With so much of our daily lives spent trying to please others, we sometimes forget to give ourselves a little break. And though even the thought of taking the entire day off is an indulgence that many can’t imagine, setting aside just 20 minutes for yourself can reduce your stress and recharge your energy levels for the day. Ready to get started? Here are some ways to carve out more “me-time.”
Most of us already schedule time for important events like meetings, kids’ soccer practices or visits to the dentist’s office. But there’s nothing that says you can’t schedule me-time into your day planner, too. So set aside a block of time every day to devote to yourself. You don’t even have to do anything during this time. Ditch your phone, forget your obligations and let yourself unwind for a few minutes. If at all possible, turn it into a daily ritual. You may soon find yourself looking forward to these one-person appointments.

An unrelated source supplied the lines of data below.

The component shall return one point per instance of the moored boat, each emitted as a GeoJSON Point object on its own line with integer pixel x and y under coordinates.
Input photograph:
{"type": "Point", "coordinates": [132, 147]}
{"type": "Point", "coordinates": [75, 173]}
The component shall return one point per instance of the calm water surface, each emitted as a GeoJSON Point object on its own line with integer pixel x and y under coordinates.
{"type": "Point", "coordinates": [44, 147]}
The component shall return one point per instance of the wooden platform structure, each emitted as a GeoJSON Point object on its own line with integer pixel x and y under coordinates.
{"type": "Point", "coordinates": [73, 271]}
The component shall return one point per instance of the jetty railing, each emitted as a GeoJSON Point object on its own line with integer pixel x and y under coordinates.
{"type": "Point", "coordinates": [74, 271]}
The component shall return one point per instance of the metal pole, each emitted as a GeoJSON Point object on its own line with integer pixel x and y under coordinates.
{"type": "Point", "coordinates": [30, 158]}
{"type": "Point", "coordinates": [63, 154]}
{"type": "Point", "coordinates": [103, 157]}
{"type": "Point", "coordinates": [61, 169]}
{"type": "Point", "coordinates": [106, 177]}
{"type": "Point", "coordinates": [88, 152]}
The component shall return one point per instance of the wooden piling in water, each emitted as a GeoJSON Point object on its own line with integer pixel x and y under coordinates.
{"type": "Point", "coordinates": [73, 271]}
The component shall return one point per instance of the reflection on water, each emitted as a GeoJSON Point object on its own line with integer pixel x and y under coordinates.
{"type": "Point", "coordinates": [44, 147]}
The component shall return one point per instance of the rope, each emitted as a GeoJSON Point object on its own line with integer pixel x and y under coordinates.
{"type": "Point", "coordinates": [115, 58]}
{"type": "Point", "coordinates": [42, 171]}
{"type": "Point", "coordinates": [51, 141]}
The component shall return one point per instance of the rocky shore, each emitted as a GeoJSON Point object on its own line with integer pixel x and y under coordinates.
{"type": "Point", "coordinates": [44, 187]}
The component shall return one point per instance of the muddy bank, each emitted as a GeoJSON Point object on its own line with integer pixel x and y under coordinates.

This might sound like a non-starter for some, but getting up a few minutes earlier than usual is an excellent way to make time for yourself. At the very least, rising early means you don’t have to run around in the morning like you’re on fire. You’ll have more time to eat a healthy breakfast or exercise or read a magazine. Doing something you enjoy, rather than lying in bed hitting the snooze button repeatedly, will help you start your day on a less stressful note.
When your routine gets a little too frantic, try grabbing your walking shoes and hitting the streets or a nearby park. A daily solo stroll benefits both mind and body. It helps you strengthen your bones and organs, reduces the risk of conditions like heart disease and high blood pressure and aids in maintaining a healthy weight. Getting away from work and obligations will also help clear your head and brighten your mood. Walking is a relatively low-cost activity, too. With the right clothes and preparation, it can generally be done at any time of day and in any season.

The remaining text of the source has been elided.